Privacy preserving record linkage (PPRL) resolves privacy concerns because of its capabilities to link encrypted identifiers. It encrypts identifiers using bloom filters and performs record matching based on encrypted data using dice coefficient similarity. Matching data based on hashed identifiers impacts the performance of linkage due to loss of information.
Objectives and Approach
We propose a technique to optimize the bloom filter parameters and examine if the optimal parameters increase the performance of the linkage in terms of precision, recall, and f-measure. Let us consider a set of string values and calculate the similarity between any two of them using the Jaro-Winkler method. Now let us encrypt the string values using bloom filters and calculate the similarity between any two of them using the dice coefficient technique. Optimal parameters of bloom filters are those that minimize the difference between the calculated similarities using Jaro-Winkler vs. the calculated similarities using the dice coefficient technique.

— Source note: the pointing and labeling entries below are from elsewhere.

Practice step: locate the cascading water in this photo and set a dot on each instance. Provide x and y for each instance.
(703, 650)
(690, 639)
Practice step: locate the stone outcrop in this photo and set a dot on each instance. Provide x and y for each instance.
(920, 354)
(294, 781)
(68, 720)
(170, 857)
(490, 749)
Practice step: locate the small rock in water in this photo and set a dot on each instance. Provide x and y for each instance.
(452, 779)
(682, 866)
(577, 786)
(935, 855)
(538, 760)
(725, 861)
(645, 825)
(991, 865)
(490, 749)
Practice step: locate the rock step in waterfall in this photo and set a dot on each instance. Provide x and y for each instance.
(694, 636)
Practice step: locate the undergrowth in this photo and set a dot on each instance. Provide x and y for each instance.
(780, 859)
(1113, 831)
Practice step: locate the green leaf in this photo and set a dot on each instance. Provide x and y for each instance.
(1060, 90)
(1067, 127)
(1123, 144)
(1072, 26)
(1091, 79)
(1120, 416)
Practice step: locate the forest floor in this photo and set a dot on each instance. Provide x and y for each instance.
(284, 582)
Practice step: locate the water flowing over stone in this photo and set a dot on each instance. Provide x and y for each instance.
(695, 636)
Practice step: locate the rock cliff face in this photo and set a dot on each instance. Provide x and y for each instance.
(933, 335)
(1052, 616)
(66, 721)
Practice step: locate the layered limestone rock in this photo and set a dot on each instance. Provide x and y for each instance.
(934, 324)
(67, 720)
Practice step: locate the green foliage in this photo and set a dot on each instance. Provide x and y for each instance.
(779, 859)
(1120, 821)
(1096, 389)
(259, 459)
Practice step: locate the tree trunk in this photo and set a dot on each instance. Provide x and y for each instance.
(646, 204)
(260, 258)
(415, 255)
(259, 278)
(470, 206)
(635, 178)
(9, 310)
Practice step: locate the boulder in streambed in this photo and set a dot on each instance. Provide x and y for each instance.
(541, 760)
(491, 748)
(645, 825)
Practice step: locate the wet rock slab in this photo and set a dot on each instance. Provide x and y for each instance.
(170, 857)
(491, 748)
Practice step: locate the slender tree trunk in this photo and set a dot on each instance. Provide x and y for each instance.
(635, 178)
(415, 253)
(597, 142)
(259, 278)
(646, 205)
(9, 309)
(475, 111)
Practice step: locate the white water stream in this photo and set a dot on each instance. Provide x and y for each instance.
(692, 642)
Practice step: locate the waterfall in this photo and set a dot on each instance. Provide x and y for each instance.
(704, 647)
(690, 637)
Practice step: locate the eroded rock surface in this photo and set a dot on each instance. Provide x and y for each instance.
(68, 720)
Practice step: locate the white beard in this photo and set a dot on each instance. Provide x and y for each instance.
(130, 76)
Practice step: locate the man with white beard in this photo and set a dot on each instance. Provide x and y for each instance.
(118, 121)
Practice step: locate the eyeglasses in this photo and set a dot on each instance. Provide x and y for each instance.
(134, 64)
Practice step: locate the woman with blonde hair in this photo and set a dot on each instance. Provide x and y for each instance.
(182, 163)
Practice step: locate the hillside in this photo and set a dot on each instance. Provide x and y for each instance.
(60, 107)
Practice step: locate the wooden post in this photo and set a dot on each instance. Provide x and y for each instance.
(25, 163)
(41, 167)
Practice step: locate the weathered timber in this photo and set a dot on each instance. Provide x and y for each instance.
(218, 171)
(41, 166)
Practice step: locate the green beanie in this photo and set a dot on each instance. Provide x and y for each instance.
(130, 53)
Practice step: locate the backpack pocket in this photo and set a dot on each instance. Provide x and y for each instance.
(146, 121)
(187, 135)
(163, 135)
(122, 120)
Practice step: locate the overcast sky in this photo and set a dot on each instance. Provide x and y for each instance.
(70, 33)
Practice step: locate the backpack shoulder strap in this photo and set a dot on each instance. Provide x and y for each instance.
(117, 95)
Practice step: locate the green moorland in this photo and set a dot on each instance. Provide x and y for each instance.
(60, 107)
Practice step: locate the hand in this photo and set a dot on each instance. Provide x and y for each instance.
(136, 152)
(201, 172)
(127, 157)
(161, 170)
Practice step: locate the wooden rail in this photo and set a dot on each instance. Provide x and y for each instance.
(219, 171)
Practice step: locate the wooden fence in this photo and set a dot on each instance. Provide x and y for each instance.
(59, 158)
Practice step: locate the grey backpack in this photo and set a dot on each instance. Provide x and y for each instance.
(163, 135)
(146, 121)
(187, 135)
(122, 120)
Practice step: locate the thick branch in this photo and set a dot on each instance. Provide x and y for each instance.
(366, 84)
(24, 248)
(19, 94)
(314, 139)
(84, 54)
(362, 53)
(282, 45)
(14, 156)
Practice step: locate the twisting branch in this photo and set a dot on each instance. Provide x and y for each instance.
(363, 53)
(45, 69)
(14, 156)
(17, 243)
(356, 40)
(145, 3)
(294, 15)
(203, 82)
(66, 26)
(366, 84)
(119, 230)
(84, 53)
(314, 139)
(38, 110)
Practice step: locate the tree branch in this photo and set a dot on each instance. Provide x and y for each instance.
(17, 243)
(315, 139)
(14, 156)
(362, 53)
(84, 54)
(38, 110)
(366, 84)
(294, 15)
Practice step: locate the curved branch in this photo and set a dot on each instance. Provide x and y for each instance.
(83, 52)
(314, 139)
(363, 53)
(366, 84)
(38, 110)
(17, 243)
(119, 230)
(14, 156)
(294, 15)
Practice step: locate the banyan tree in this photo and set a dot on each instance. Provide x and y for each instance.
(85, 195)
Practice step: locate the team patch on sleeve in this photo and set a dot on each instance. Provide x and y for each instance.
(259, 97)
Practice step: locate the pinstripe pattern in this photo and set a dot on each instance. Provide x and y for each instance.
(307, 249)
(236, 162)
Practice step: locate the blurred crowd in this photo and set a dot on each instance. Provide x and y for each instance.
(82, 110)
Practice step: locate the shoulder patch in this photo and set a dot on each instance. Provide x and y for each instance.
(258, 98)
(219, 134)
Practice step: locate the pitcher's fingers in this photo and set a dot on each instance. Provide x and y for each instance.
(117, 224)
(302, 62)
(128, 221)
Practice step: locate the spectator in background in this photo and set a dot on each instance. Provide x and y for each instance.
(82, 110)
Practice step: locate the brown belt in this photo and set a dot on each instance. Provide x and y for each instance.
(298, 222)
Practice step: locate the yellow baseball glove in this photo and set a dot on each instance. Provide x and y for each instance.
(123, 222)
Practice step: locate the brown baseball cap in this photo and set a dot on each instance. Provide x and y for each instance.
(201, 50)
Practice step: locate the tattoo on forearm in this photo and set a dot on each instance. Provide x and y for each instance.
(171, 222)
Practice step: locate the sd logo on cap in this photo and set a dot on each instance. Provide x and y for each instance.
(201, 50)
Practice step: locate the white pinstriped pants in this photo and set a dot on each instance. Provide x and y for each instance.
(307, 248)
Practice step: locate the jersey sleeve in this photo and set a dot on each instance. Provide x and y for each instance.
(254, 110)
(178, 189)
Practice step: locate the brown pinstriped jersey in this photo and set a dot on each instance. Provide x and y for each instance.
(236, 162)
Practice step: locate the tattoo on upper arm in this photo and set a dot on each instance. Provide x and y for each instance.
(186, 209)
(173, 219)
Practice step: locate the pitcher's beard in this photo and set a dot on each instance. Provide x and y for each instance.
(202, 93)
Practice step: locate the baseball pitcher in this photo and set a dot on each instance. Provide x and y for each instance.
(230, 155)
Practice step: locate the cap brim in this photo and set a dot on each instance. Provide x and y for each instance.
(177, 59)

Using publically available data, several first name and last name datasets each comprising 1000 unique values were generated. The following values for bloom filter parameters were considered: q in q-grams (q=1,2,3), bit array length (l=50,100,200,500,1000), number of hash functions (k=5,10,20,50). The following five setups of bloom filters were able to minimize the difference between the calculated similarities on encrypted data using the dice coefficient technique, and the calculated similarities on unencrypted data using the Jaro-Winkler method: q=1,l=1000,k=50/q=1,l=500,k=20/ q=2,l=1000,k=50/ q=3,l=500,k=50. These setups were considered to perform data linkage over 10 synthetically-generated datasets. Results show that PPRL was able to achieve similar performance compared to data linkage over unencrypted data.
This study showed that optimal parameters of bloom filters minimized loss of information resulting from data encryption. Experimental findings indicated that PPRL using optimal parameters of bloom filters achieves almost the same performance as data linkage on unencrypted data in terms of precision, recall, and f-measure.